Storage optimization is actually an excellent example of this, because optimization involves moving data from one part of the storage system to another. That really belongs in the storage system. If you don't put it there, for example, if you put that software up in the application server, it costs an enormously larger amount to perform these optimization functions. The data has to travel all the way up, across the connectivity layer, into the servers, and back down to accomplish that data moving function.

Data replication and remote mirroring are other examples of functions which involve data movement and are performed much more effectively in the storage layer than anywhere else.

And another place that functionality can be placed, is in the server complex itself. And again, there are certain functions which belong there. This chart illustrates one, called path failover, which involves controlling the channels which come out from the servers and down into the storage complex. Controlling them when a failure occurs or to balance the load across them, must be performed inside the server, so that's the right place to put it.

What you find in the storage market today is that vendors who have products in one particular layer try to put all the value-add there. I can say in practice, I think of it as "Commoditize thy neighbor." The effort to move value into the part of the complex where you have the strongest position.

Certainly we see storage software suppliers who try to put it all in the server layer. We see suppliers of things like SAN appliances, they try to put it all in the connectivity layer, and back in the old days, when EMC had a narrower scope of interest, we thought it all belongs in the storage system itself.
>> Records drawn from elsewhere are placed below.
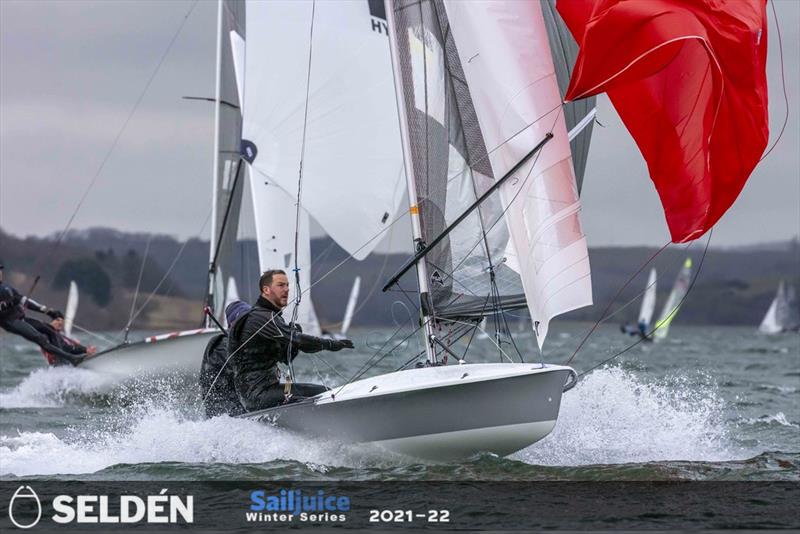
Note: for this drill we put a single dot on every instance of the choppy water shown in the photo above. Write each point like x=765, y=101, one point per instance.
x=706, y=404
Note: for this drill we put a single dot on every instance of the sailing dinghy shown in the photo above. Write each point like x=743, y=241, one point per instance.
x=674, y=300
x=182, y=352
x=479, y=252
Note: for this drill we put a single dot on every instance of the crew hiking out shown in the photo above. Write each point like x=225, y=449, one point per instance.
x=261, y=339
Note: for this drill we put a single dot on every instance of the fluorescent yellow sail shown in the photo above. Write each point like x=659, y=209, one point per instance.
x=674, y=300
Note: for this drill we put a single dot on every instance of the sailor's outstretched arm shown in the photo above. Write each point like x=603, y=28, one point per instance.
x=304, y=342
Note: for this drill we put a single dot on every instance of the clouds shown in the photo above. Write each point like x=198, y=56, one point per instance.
x=70, y=73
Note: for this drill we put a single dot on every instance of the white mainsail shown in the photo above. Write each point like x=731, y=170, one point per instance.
x=227, y=176
x=512, y=80
x=649, y=301
x=351, y=306
x=274, y=212
x=71, y=309
x=352, y=164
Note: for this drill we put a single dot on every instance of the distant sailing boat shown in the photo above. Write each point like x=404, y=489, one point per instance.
x=182, y=352
x=646, y=310
x=783, y=314
x=674, y=300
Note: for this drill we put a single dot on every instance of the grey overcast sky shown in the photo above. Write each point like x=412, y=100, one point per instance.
x=71, y=71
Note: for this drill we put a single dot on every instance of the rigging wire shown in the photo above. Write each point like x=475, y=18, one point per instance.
x=167, y=273
x=113, y=146
x=783, y=79
x=138, y=285
x=616, y=296
x=298, y=290
x=643, y=291
x=672, y=313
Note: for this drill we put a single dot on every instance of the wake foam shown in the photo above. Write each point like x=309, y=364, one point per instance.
x=163, y=435
x=613, y=417
x=50, y=386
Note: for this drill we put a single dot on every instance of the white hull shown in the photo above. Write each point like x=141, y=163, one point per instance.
x=169, y=354
x=439, y=413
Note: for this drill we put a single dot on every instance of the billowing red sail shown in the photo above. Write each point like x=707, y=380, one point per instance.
x=688, y=79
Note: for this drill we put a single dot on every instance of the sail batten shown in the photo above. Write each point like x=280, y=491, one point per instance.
x=227, y=190
x=352, y=164
x=514, y=84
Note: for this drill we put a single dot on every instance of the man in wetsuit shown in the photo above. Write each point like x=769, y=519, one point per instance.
x=13, y=320
x=216, y=376
x=261, y=338
x=55, y=333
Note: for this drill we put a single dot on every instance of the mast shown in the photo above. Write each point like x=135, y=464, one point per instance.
x=416, y=228
x=214, y=175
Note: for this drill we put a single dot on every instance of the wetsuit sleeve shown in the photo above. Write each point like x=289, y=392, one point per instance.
x=74, y=347
x=32, y=304
x=277, y=329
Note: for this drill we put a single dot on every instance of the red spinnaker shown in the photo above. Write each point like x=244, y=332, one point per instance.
x=688, y=79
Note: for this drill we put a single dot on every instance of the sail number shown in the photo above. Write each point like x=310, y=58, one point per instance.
x=408, y=516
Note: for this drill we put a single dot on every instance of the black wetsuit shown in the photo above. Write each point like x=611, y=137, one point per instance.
x=223, y=398
x=258, y=341
x=13, y=320
x=58, y=339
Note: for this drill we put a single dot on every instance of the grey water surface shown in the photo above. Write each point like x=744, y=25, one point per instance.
x=708, y=403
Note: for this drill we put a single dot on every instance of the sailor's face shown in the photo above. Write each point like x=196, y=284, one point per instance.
x=278, y=291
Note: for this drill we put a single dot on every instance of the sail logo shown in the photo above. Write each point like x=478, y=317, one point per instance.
x=377, y=13
x=24, y=497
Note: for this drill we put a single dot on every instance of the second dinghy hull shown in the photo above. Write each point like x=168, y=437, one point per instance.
x=178, y=353
x=438, y=413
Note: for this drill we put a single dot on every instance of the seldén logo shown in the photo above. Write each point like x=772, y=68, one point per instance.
x=24, y=498
x=287, y=506
x=127, y=509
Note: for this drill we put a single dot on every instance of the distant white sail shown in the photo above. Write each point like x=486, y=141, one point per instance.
x=649, y=301
x=351, y=306
x=770, y=325
x=352, y=164
x=71, y=309
x=783, y=314
x=670, y=310
x=227, y=190
x=231, y=292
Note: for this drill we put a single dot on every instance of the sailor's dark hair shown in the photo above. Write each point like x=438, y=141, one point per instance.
x=266, y=277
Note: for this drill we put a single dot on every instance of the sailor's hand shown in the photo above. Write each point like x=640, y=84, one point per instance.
x=339, y=344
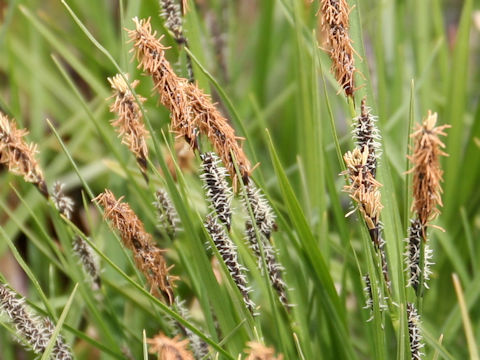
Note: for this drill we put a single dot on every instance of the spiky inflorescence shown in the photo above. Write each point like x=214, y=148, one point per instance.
x=275, y=270
x=88, y=259
x=19, y=156
x=228, y=251
x=413, y=256
x=191, y=109
x=147, y=256
x=169, y=349
x=335, y=24
x=35, y=332
x=167, y=215
x=416, y=343
x=63, y=203
x=258, y=351
x=216, y=187
x=129, y=124
x=198, y=346
x=427, y=173
x=366, y=134
x=369, y=296
x=261, y=209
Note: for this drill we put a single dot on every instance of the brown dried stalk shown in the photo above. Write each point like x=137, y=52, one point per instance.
x=427, y=173
x=129, y=123
x=192, y=111
x=169, y=349
x=335, y=23
x=18, y=155
x=258, y=351
x=148, y=258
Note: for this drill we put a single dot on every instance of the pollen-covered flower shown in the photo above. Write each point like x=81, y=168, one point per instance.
x=413, y=256
x=335, y=24
x=33, y=331
x=63, y=203
x=228, y=252
x=129, y=123
x=18, y=155
x=167, y=215
x=416, y=343
x=169, y=349
x=427, y=173
x=191, y=110
x=218, y=192
x=148, y=258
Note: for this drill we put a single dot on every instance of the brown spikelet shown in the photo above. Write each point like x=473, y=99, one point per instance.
x=148, y=258
x=192, y=111
x=335, y=24
x=169, y=349
x=18, y=155
x=258, y=351
x=129, y=123
x=427, y=173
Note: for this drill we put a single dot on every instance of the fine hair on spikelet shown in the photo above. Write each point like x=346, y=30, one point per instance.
x=169, y=349
x=191, y=110
x=18, y=155
x=129, y=123
x=335, y=24
x=148, y=258
x=33, y=331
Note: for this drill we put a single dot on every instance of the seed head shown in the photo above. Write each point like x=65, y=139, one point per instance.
x=427, y=173
x=148, y=258
x=169, y=349
x=216, y=187
x=191, y=110
x=63, y=203
x=228, y=252
x=18, y=155
x=416, y=343
x=129, y=123
x=335, y=24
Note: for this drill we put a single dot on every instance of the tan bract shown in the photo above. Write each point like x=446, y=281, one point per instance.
x=427, y=173
x=335, y=24
x=169, y=349
x=191, y=110
x=18, y=155
x=129, y=124
x=148, y=258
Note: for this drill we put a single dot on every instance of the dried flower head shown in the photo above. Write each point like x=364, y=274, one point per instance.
x=192, y=111
x=258, y=351
x=147, y=256
x=169, y=349
x=167, y=215
x=416, y=343
x=274, y=268
x=18, y=155
x=413, y=256
x=335, y=24
x=216, y=187
x=369, y=297
x=262, y=211
x=228, y=252
x=34, y=332
x=88, y=260
x=129, y=123
x=366, y=134
x=63, y=203
x=427, y=173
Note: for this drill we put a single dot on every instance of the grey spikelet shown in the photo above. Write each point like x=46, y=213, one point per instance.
x=228, y=251
x=216, y=187
x=275, y=270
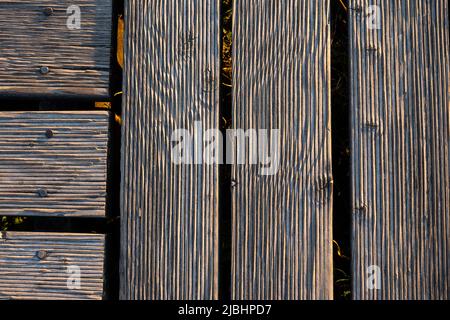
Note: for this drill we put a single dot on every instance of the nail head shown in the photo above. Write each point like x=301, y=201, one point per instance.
x=44, y=70
x=48, y=11
x=42, y=193
x=49, y=133
x=41, y=254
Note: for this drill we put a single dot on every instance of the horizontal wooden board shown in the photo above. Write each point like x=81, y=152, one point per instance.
x=169, y=212
x=34, y=35
x=46, y=265
x=53, y=163
x=282, y=223
x=400, y=149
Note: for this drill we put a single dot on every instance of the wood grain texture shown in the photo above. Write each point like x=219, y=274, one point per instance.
x=38, y=266
x=282, y=224
x=401, y=156
x=53, y=163
x=169, y=212
x=78, y=60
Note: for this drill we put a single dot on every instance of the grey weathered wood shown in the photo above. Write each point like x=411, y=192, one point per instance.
x=78, y=60
x=53, y=163
x=169, y=212
x=281, y=228
x=401, y=156
x=40, y=265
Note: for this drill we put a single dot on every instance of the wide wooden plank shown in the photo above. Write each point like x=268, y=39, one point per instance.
x=401, y=156
x=51, y=266
x=169, y=212
x=281, y=228
x=53, y=163
x=43, y=54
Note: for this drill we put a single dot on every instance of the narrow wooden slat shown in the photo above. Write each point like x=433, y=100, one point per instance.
x=281, y=229
x=41, y=266
x=169, y=212
x=53, y=163
x=78, y=60
x=401, y=156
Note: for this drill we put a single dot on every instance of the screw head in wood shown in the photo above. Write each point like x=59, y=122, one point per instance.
x=42, y=193
x=44, y=70
x=41, y=254
x=48, y=11
x=49, y=133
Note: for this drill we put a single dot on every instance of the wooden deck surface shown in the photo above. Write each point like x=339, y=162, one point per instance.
x=53, y=164
x=282, y=223
x=169, y=212
x=400, y=150
x=43, y=55
x=45, y=266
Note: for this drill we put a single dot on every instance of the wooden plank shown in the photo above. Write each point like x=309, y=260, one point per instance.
x=281, y=228
x=35, y=35
x=42, y=266
x=53, y=163
x=169, y=212
x=401, y=156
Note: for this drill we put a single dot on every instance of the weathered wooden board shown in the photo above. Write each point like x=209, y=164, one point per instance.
x=47, y=265
x=282, y=223
x=401, y=156
x=53, y=163
x=42, y=55
x=169, y=212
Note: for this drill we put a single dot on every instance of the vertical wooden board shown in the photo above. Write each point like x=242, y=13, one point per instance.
x=282, y=223
x=169, y=212
x=53, y=163
x=45, y=53
x=400, y=150
x=46, y=266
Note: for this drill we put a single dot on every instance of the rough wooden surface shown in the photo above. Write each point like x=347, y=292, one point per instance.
x=78, y=60
x=401, y=156
x=169, y=212
x=282, y=230
x=53, y=163
x=39, y=265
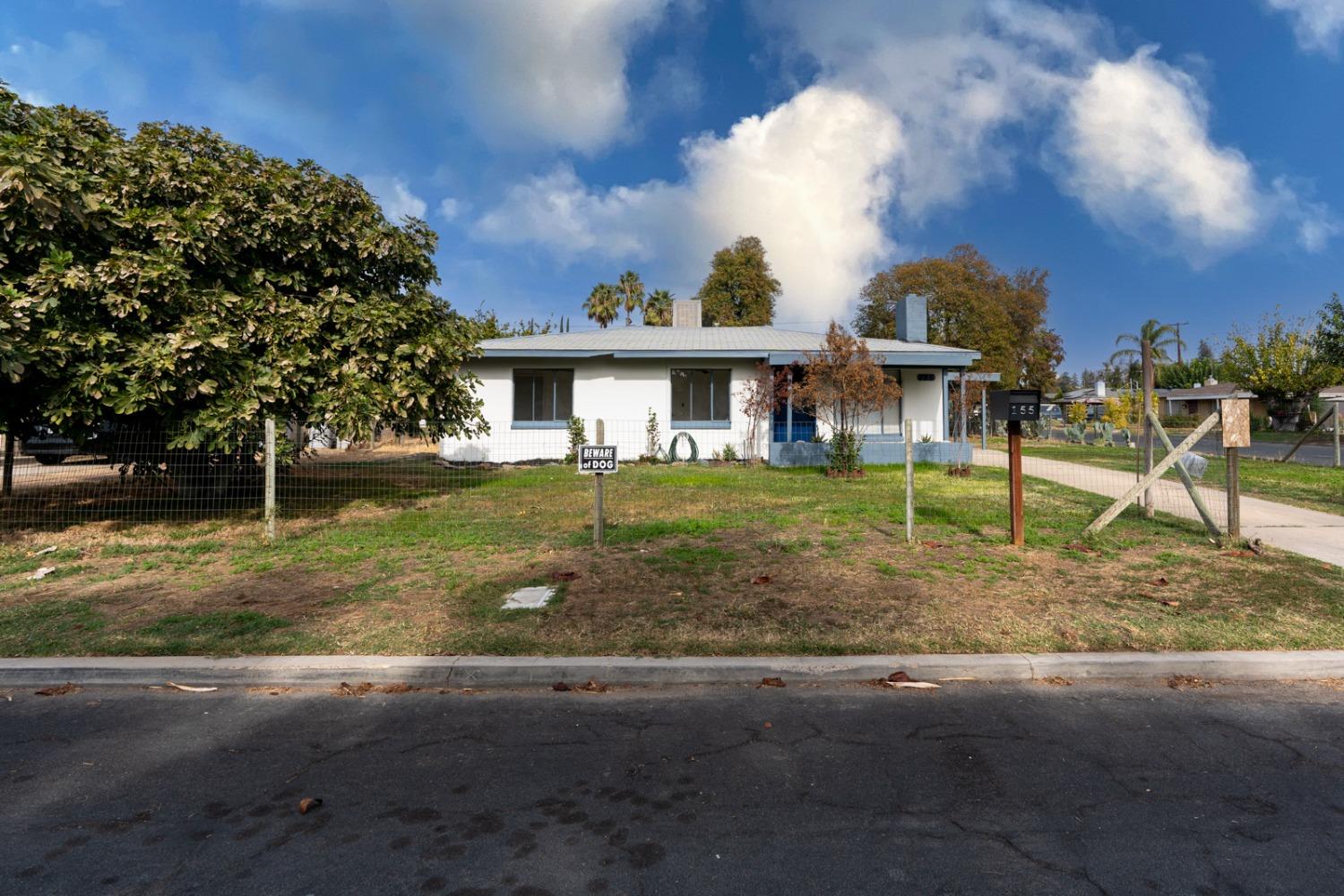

But as our scope of understand of the whole storage environment matured, and through discussions with customers, and a clear understanding of what they required, we have come to understand that the right thing to do is to put functions where they belong.

And as a rule of thumb, it's putting that intelligence close to the thing that the intelligence is controlling.
And you get implementations of advanced functionality which are far superior to any other approach. So distributed intelligence is really the answer to handling advanced functions effectively.

wwpi.com



To: J Fieb who wrote (3755)8/4/2001 10:33:40 PM
From: Vikas Deolaliker  Read Replies (1) | Respond to of 4808
 
Let me take a stab at this.

Current symmetrix has 16 channel directors (kind of hbas on the storage side), each has 2 fibre channel ports. When you connect a server to this channel director, you use both for redundancy, so you can connect upto 16 servers. However, if you are trying to consolidate storage, then many more servers are likely to want to connect to this storage box. I don't know the average size of a SAN today, however, if I were to guess, I would say around 80-100 ports would be average. So with spider, EMC is trying to kill the external (small switch) market. That's why the name spider as a pun on Brcd's Silkworm. (Did they ever think about people who are arachnophobic;).

Now EMC's spider is kludge and competitive response to these new generation of storage systems out there from startups like Yotta Yotta, 3ParData, Cereva etc. See the storage folks are doing what was done in servers a while back. When you have devices hanging off a bus, the bus becomes the bottleneck. So you put a switch on the bus and then all devices have full bandwidth access to whoever they are talking to on the bus. The bus I am talking about here is the bus which is inside of the storage system. The disks are the devices. EMC's internal bus is still a bus and not a switched bus. The startups on the other hand came from the server background and said hey what not switch the bus. It will give increased throughput to the disks. EMC's spider is a response to this, but the switch is not on the internal bus but on to the I/O bus i.e FC.

Hope I didn't confuse anybody more, but that is what spider is, as you know spider eats the worm.



To: J Fieb who wrote (3755)8/5/2001 4:52:53 PM
From: David A. Lethe  Read Replies (1) | Respond to of 4808
 
Does the spider have the single-point-of-failure common cache that symmetrix has?